Example 1: Multi-Turn Chatbot — Where SGLang Shines

Imagine building a customer support chatbot. The system prompt contains hundreds of tokens of company policies, product information, and service guidelines. Without caching, as a user continues the conversation, the entire growing context must be prefilled from scratch every turn. By the 10th turn, the accumulated prefill cost is dramatically higher than turn 1.

python
# SGLang multi-turn chatbot — OpenAI-compatible API approach
from openai import OpenAI
 
client = OpenAI(base_url="http://localhost:30000/v1", api_key="EMPTY")
 
SYSTEM_PROMPT = """
You are a customer support specialist for TechCorp.
[Company Policy ~200 tokens...]
[Product Information ~300 tokens...]
[Service Guidelines ~150 tokens...]
"""  # ~650 tokens total
 
def chat(history: list, user_input: str) -> str:
    messages = [{"role": "system", "content": SYSTEM_PROMPT}]
    messages.extend(history)
    messages.append({"role": "user", "content": user_input})
 
    response = client.chat.completions.create(
        model="meta-llama/Meta-Llama-3-8B-Instruct",
        messages=messages,
        max_tokens=256
    )
    return response.choices[0].message.content
 
# As conversation history accumulates, the range reused from the radix tree grows automatically
history = []
for user_input in user_messages:
    response_text = chat(history, user_input)
    history.extend([
        {"role": "user", "content": user_input},
        {"role": "assistant", "content": response_text}
    ])
Conversation Turn KV Pages Reused Tokens Subject to Prefill
Turn 1 0% Everything (system prompt + user message)
Turn 2 System prompt + turn 1 history New user message only
Turn 5 System prompt + turns 1–4 history New user message only
Turn N Entire accumulated history New user message only

The more concurrent users sharing the same system prompt, the more the system prompt node in the radix tree is shared. In this scenario, a cache hit rate of 75–95% is a realistic target.

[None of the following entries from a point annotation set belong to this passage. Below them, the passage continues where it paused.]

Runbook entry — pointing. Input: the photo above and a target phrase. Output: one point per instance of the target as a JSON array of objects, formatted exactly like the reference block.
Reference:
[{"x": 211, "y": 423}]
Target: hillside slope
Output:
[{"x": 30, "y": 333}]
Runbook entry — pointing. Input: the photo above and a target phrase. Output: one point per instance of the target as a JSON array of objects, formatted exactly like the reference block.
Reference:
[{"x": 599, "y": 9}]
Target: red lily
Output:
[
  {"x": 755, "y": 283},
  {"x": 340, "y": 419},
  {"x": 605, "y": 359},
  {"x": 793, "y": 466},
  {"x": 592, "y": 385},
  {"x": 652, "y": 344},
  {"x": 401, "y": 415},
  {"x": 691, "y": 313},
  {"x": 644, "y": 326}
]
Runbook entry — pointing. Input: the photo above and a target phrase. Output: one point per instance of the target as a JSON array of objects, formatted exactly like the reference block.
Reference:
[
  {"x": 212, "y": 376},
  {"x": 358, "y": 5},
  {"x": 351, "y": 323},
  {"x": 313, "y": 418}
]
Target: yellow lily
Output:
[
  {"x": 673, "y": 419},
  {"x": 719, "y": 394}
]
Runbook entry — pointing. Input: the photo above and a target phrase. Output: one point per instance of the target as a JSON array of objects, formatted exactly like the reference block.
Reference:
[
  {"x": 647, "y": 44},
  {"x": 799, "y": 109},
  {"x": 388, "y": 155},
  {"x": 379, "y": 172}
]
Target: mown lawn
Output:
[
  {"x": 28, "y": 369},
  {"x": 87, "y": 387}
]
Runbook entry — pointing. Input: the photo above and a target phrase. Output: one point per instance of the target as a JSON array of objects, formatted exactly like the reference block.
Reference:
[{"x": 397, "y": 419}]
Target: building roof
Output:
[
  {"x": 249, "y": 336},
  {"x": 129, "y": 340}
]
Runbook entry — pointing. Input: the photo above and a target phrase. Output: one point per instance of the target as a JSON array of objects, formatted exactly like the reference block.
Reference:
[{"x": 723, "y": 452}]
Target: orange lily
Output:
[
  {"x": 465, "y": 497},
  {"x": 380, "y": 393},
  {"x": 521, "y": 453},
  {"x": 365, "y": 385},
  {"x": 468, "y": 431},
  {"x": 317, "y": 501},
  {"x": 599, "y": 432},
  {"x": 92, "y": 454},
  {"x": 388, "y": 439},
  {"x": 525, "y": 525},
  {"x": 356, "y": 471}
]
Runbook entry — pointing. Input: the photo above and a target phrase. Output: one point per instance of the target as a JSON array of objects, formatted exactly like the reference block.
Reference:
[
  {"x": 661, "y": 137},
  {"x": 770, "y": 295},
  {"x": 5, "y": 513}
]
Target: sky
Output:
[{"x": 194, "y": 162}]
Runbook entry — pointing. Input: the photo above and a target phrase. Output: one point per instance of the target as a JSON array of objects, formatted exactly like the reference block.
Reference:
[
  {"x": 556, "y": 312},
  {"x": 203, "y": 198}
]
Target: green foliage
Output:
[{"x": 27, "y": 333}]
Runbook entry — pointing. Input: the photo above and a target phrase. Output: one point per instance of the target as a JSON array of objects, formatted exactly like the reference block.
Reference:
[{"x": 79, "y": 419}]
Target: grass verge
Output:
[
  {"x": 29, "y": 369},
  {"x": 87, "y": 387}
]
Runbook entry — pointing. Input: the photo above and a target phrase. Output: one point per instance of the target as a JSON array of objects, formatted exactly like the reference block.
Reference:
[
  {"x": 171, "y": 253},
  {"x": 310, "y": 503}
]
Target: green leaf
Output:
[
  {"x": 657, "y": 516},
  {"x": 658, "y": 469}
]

Example 2: RAG Pipeline — Reusing Document Context

In RAG, retrieved document chunks occupy the front of the prompt. It's common for the same documents to be retrieved repeatedly across different questions — a pattern that pairs well with prefix caching.

python
# RAG + SGLang: cache-friendly prompt construction
from openai import OpenAI
 
client = OpenAI(base_url="http://localhost:30000/v1", api_key="EMPTY")
 
def rag_query(retrieved_docs: list[str], question: str) -> str:
    # Place retrieved documents at the front of the system message — maximizes cache reuse
    context = "\n\n".join([f"Document {i+1}: {doc}" for i, doc in enumerate(retrieved_docs)])
 
    response = client.chat.completions.create(
        model="meta-llama/Meta-Llama-3-8B-Instruct",
        messages=[
            {"role": "system", "content": f"Please answer the question based on the following documents:\n\n{context}"},
            {"role": "user", "content": question}
        ],
        max_tokens=512
    )
    return response.choices[0].message.content
 
# fetch_document() is a function you implement to suit your environment
popular_doc = fetch_document("python-docs-chapter3")
 
results = [
    rag_query(retrieved_docs=[popular_doc, doc_b], question=q)
    for q in questions  # The popular_doc portion is automatically reused from the radix tree
]

Cache-friendly prompt design: Frequently repeated context (system prompts, documents, tool definitions) should always be placed at the front of the prompt. If variable content like usernames or timestamps comes first, the entire long system prompt that follows will be a cache miss.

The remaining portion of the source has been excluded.